The concept was developed through a combination of sources. The name stemmed from Jada Pinkett Smith’s Red Table Talks but was changed to blue to match URI colors.

The month includes four themes. The first two are “who are you?” and “who are you becoming?” which were taken from Why Wab borrowed from a local Providence Non-Profit called Breakthrough. The second two were added on and included “who are your people?” and the celebration of identities.

Over the course of April, the groups held four sessions covering various topics, which were all broadcast over Instagram Live. The first session was held on April 7 and covered code-switching, which is changing the way you act or speak based on the people you are around, navigating a primarily white institution (PWI) and interracial dating, according to the MSSC’s Instagram.

According to Wilder, they chose Instagram Live through the MSSC Instagram account to reach a large audience and be more accessible to the student body.

“It’s important for us to have connections with the students and meet them where they’re at,” Monteiro said. “The four of us work to offer a space where students can shine and bring up their potential.”

The talks are kept on track by the four creators but have a variety of different students come on to discuss their lived experiences and make connections.

Moreino said that the process of finding students to participate has been hands-on and very exciting. She approaches the students who frequently come into the MSSC to make more personal connections, but any student who wants to participate is welcome.
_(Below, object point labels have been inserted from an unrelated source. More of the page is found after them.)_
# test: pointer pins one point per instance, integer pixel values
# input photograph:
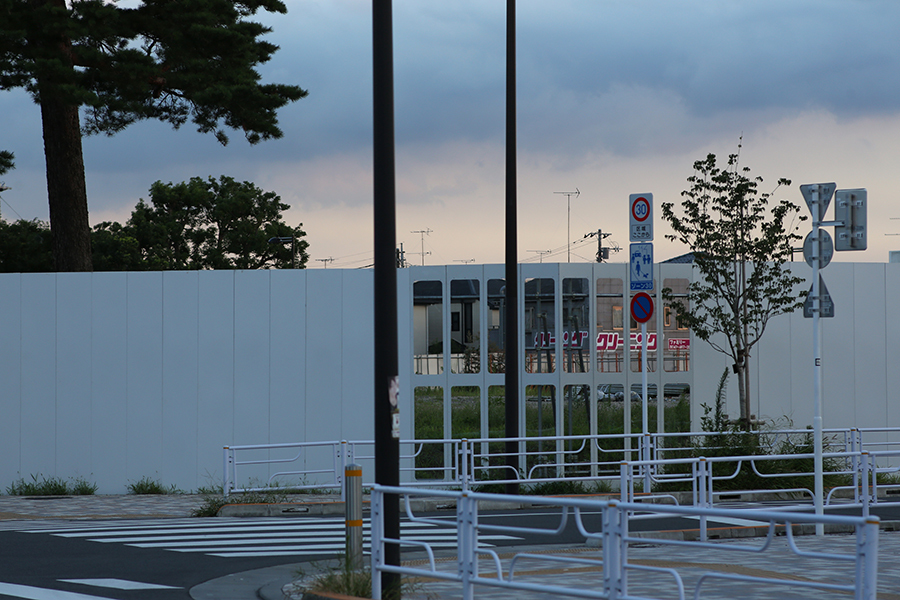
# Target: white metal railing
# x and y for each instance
(340, 453)
(469, 462)
(470, 570)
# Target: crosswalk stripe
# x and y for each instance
(203, 530)
(253, 537)
(32, 593)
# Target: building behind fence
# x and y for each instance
(118, 376)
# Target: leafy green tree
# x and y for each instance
(6, 161)
(172, 61)
(25, 247)
(741, 239)
(202, 224)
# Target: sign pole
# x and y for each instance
(645, 427)
(817, 368)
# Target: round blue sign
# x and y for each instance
(642, 307)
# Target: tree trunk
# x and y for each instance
(66, 189)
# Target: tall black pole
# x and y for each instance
(512, 281)
(387, 436)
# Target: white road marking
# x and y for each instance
(120, 584)
(33, 593)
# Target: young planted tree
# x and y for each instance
(7, 161)
(173, 61)
(741, 239)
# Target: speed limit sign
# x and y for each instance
(641, 217)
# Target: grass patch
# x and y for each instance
(214, 499)
(51, 486)
(147, 486)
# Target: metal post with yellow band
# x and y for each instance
(353, 515)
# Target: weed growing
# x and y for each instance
(147, 486)
(50, 486)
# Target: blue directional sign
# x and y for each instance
(641, 258)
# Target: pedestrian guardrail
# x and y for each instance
(478, 567)
(466, 463)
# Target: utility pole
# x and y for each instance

“It’s a lot harder these days,” Moreino said. “I feel like students aren’t really checking their emails. All four of us are really excited to talk to students in person and I feel like that energy is contagious.”

The initial idea about holding these conversations started over the summer with Assistant Director of the MSSC Bobby Britto-Oliveira, according to Vadis, which was then further developed in the fall between the different centers.

“We were looking for an interesting way to connect all the services and bridge the gap so students have one place and do not have to hop from service to service,” Vadis said.

After narrowing down a list of broad ideas to interest the centers and services they landed on the concept of Blue Table Talks. 

The second session took place on April 14 and covered boundaries, BIPOC mental health, cancel culture and the “Don’t Say Gay” bill.

Wilder adds more about why holding these conversations is important for students at the University.

“We have our lived experiences and we want to validate students’ experiences,” Wilder said. “We wanted to create a space where we could unpack everything and learn from each other.”

The third session took place on April 19 and covered allyship, the concept of “oppression Olympics” and dismantling BIPOC stereotypes and the fourth and final session took place on April 27.

According to Moreino, the goal is to create a space where students feel that they are represented and can talk about things outside of their academics. Students need a space to talk that is genuine, not transactional.

Monteiro said the three words that come to mind with the One Love Month and Blue Table talks are community, uplifting and celebrating.

“The community piece is feeling like you belong in a place and can connect with somebody,” Monteiro said. “The uplifting part is making sure the students know their voices are heard and validated. It will have a major impact on how our services are gonna move forward and how the University is going to move forward.”

The four are currently working on plans to continue Blue Table Talks into the following years as a way to continue to give students places to connect and express their intersecting identities.